Tanti i disagi che si potrebbero venire a creare, così come sono tante le situazioni allarmanti emerse negli ultimi mesi per quanto concerne il già precario servizio di smistamento lettere che sul territorio ha spesso lasciato insoddisfatti numerosi cittadini. Tanti residenti stanno infatti mandando lettere di reclamo in Comune per ritardi sulla consegna della corrispondenza che ora non viene più da Tor San Lorenzo ma da quattro centri di smistamento diversi: Anzio, Aprilia, Pomezia, Albano. “Esprimo la mia amarezza per la chiusura dell’ufficio smistamento postale di Tor San Lorenzo. Lo faccio perché la mia comunità – 50mila abitanti alle porte di Roma e 250mila in estate – si trova per l’ennesima volta a essere snobbata da Poste Italiane – ha scritto il sindaco – Ciò, perché se non fosse stato per la stampa, che ha segnalato il problema, tutto ciò sarebbe avvenuto senza alcun tipo di processo partecipativo (come invece dovrebbe essere per servizi così di rilievo).

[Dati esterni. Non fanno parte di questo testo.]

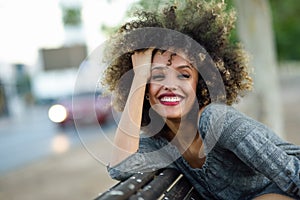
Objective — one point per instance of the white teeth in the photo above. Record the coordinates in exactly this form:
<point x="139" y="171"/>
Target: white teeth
<point x="170" y="99"/>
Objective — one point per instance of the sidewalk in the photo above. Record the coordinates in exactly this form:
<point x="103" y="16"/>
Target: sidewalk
<point x="73" y="175"/>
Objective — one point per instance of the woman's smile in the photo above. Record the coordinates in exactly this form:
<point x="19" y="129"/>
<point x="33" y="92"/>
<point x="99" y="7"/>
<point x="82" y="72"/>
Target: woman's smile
<point x="170" y="99"/>
<point x="172" y="85"/>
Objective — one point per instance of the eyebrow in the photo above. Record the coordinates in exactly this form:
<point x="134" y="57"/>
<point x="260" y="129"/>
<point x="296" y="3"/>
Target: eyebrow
<point x="166" y="67"/>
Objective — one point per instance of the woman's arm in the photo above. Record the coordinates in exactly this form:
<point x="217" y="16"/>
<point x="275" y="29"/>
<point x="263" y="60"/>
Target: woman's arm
<point x="126" y="141"/>
<point x="253" y="143"/>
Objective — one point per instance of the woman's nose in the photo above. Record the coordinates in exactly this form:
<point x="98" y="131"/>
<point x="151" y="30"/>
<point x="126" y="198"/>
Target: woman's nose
<point x="170" y="83"/>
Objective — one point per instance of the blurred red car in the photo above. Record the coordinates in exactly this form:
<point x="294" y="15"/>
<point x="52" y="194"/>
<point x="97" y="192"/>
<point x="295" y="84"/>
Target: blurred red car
<point x="83" y="108"/>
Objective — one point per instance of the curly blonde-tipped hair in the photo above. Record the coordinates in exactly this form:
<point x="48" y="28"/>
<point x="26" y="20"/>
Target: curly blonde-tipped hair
<point x="206" y="22"/>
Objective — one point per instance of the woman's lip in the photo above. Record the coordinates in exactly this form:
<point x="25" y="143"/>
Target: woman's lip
<point x="169" y="95"/>
<point x="172" y="100"/>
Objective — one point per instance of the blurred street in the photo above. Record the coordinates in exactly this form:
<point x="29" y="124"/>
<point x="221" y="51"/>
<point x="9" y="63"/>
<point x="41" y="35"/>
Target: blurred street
<point x="41" y="161"/>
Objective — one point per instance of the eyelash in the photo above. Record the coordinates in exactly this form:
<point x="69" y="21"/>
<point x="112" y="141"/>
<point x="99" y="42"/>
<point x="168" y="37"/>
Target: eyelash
<point x="160" y="76"/>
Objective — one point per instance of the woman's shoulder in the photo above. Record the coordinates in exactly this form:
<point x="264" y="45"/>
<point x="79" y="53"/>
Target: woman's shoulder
<point x="216" y="117"/>
<point x="218" y="111"/>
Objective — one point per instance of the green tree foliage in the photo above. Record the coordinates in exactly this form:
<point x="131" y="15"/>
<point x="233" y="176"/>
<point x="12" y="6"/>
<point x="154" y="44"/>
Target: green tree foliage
<point x="285" y="14"/>
<point x="72" y="16"/>
<point x="286" y="17"/>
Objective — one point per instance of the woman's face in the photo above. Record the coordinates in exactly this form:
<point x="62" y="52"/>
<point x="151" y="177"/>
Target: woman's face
<point x="173" y="83"/>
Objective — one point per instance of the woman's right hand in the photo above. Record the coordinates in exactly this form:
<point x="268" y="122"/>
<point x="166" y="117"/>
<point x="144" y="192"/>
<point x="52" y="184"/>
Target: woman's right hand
<point x="141" y="61"/>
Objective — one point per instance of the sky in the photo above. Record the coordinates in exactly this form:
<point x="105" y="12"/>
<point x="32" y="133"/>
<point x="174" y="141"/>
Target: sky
<point x="29" y="25"/>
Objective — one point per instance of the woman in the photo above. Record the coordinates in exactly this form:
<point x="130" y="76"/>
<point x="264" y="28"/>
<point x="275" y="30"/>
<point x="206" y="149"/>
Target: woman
<point x="174" y="95"/>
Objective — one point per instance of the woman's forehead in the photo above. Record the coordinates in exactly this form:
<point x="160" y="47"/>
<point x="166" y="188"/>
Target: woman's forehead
<point x="165" y="56"/>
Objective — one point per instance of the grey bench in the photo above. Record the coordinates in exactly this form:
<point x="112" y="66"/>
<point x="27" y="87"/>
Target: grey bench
<point x="163" y="184"/>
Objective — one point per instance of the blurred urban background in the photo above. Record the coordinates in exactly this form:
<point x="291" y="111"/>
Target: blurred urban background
<point x="42" y="45"/>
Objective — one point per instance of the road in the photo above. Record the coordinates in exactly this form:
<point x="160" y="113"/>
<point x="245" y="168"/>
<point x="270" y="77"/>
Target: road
<point x="32" y="136"/>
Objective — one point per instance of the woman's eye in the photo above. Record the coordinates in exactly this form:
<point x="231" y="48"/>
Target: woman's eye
<point x="158" y="77"/>
<point x="184" y="76"/>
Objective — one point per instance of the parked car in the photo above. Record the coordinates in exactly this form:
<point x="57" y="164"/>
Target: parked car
<point x="83" y="108"/>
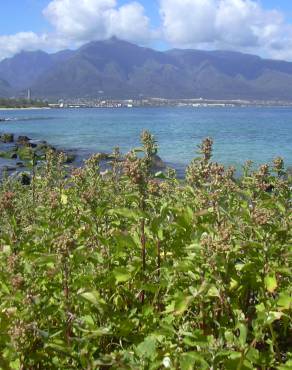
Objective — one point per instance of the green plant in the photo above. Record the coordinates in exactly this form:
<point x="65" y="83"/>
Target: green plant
<point x="130" y="269"/>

E dire, invece, che il Comune di Ardea si sarebbe trovato a disposizione per realizzare una collaborazione proficua con Poste anche nell’individuazione di locali che potessero sostituire gli attuali. Ci siamo trovati davanti a questa scelta e, con profonda tristezza, ad assistere a una politica di comunicazione praticamente inesistente. Poste Italiane, ad Ardea, altro non è che – agli occhi dei cittadini – una continua coda agli sportelli, una caccia ad altri uffici postali fuori Comune, un ritardo continuo della consegna della corrispondenza, vuoi per la toponomastica complessa (sulla quale stiamo lavorando), vuoi per portalettere che spesso preferiscono lasciare le lettere a un solo numero civico per via. La mia comunità si trova, dunque, ad avere una pessima immagine della vostra azienda e, a questo, bisogna porre necessariamente rimedio. Ciò, perché la politica ne vuol parlare in consiglio comunale, le associazioni sono pronte a riprendere nuove polemiche in questo settore, con un nocumento in termini di immagine che, di sicuro, bene non fa all’azienda Poste, una delle principali imprese del Paese”.